When Michael Young hit a one-out double in the third inning, Scherzer did it again, fanning Beltre and Cruz on a slider that has shown considerable improvement this year.
"That's just the way it worked out," Scherzer said. "Really, in those situations, I wasn't trying to strike people out. I was just looking to get ahead and see what happens. I was able to execute pitches with two strikes to get those strikeouts. Alex called a great game back there that allowed me to do that."
Said Avila: "His slider got much better as the game went on."
Even after the Rangers finally got to Scherzer with singles from Beltre, Cruz and David Murphy, his recovery made sure it wasn't for much.

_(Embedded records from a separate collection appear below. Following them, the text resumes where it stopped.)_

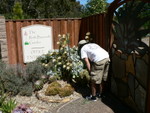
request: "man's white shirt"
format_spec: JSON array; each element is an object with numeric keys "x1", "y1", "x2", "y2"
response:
[{"x1": 80, "y1": 43, "x2": 109, "y2": 62}]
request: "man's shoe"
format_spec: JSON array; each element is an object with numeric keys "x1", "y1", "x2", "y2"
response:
[
  {"x1": 96, "y1": 93, "x2": 106, "y2": 99},
  {"x1": 86, "y1": 96, "x2": 97, "y2": 101},
  {"x1": 96, "y1": 94, "x2": 102, "y2": 98}
]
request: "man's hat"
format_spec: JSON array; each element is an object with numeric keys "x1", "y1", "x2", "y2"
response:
[{"x1": 78, "y1": 40, "x2": 87, "y2": 47}]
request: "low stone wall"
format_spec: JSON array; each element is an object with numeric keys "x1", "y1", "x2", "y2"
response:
[{"x1": 0, "y1": 16, "x2": 8, "y2": 63}]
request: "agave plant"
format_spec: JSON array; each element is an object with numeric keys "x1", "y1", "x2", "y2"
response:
[
  {"x1": 112, "y1": 1, "x2": 150, "y2": 55},
  {"x1": 0, "y1": 98, "x2": 17, "y2": 113}
]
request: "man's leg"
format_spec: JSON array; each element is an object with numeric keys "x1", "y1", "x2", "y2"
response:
[
  {"x1": 91, "y1": 81, "x2": 96, "y2": 96},
  {"x1": 86, "y1": 81, "x2": 97, "y2": 101},
  {"x1": 103, "y1": 60, "x2": 110, "y2": 81}
]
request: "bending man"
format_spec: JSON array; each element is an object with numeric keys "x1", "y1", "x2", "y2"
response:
[{"x1": 78, "y1": 40, "x2": 110, "y2": 101}]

Murphy's single scored Cruz and put the bullpen into quick action, but Scherzer regrouped to overpower Mike Napoli and Mitch Moreland on fastballs.
After Julio Borbon singled Murphy over to third and brought up the top of the order, Scherzer saved one of his best throws for last -- a pickoff move that caught Borbon off first base for the second straight day and put him in a rundown. Miguel Cabrera fired home in time to nab Murphy trying to score.
"The offense didn't get much going," Murphy said. "Just like yesterday, we took advantage of our opportunities, but there were also a few opportunities that we didn't get it done. We're not going to be perfect ... at some point you have to give the other pitchers credit, but I feel like we could have won that game."
Back-to-back doubles from Victor Martinez and Brennan Boesch helped quickly power the Tigers back to even in the bottom of the inning, capped by an Inge sacrifice fly. Mark Lowe, Arthur Rhodes and Darren Oliver combined to retire eight straight before Inge came back up with one out in the ninth and Oliver on the mound.
Inge got a slider and teed off for his fifth career walk-off homer.
"He did start me off with two of those the other day," Inge said, "but I'd be lying if I told you I was looking for it. I was just trying to really get my swing down and be aggressive and try to hit the ball up the middle. Hard."